Aaron Nola, finally pitching without rain, wind, frigid temperatures or all of the above, turned in his best start of the early season, dominating the Rockies to the tune of one run over 7⅓ innings with nine strikeouts and only one walk, to the second-to-last batter he faced.
Nola’s curveball was fantastic and when he’s commanding it like he did Monday, it can be as overpowering as an upper-90s fastball. All 12 swinging strikes he generated came on the hook.
Nola’s first start was at home on March 30, a day later than expected because of a rainout, and it began with a 27-minute delay.
His second start came six nights later in Washington, D.C. and the temperature was down to 42 degrees by the middle innings.
His third start was the most miserable of them all, a two-hour slog on a rain-soaked afternoon last Wednesday in St. Louis. The rain was so steady that Nola had to adjust his delivery, shortening the stride with his front leg to avoid slipping and losing command. The result was a fastball that averaged just 89.5 mph, down nearly three mph from the Braves game.
“I hope it’s like 75 and sunny (for Nola’s next start),” Realmuto said that afternoon, nearly speaking it into existence.
From the first inning Monday night, you could tell Nola had better, crisper stuff. His fastball sat 92-93, directly in line with his career norms. He maintained that velocity into the eighth inning and struck out five of the final six hitters he faced.
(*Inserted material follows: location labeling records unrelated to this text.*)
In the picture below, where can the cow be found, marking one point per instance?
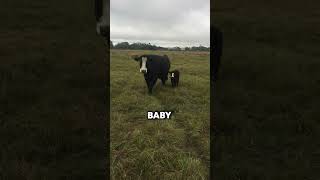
(217, 41)
(102, 8)
(153, 67)
(174, 76)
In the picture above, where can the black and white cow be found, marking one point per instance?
(153, 67)
(174, 76)
(217, 41)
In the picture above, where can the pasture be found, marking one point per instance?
(160, 149)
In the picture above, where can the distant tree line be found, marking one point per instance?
(148, 46)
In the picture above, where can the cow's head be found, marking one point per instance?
(102, 17)
(143, 63)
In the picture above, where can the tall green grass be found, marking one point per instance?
(160, 149)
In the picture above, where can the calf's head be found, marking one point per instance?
(143, 63)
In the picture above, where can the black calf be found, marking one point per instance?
(174, 76)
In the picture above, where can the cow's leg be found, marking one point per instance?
(163, 80)
(150, 83)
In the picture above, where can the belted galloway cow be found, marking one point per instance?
(153, 67)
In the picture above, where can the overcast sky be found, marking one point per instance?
(165, 23)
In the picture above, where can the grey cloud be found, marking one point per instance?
(180, 21)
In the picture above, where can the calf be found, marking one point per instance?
(174, 76)
(153, 67)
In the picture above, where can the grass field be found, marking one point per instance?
(165, 149)
(266, 104)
The Phillies’ pitching staff has a 3.68 ERA on the season, third-best in the majors. The starters have a 2.95 ERA, and in the bullpen, Jose Alvarado, Hoffman, Gregory Soto, Matt Strahm and Yunior Marte are all off to promising starts.
“I think over the course of the season, there’s going to be a lot of guys picking each other up,” Hoffman said. “Right now, you could say that the pitchers are doing that for the offense, and we could look up a month from now and the hitters can be carrying the pitchers. Marathon season. We kind of just roll with the waves. At the end of the day, hopefully we take care of each other well enough to win a lot of ballgames.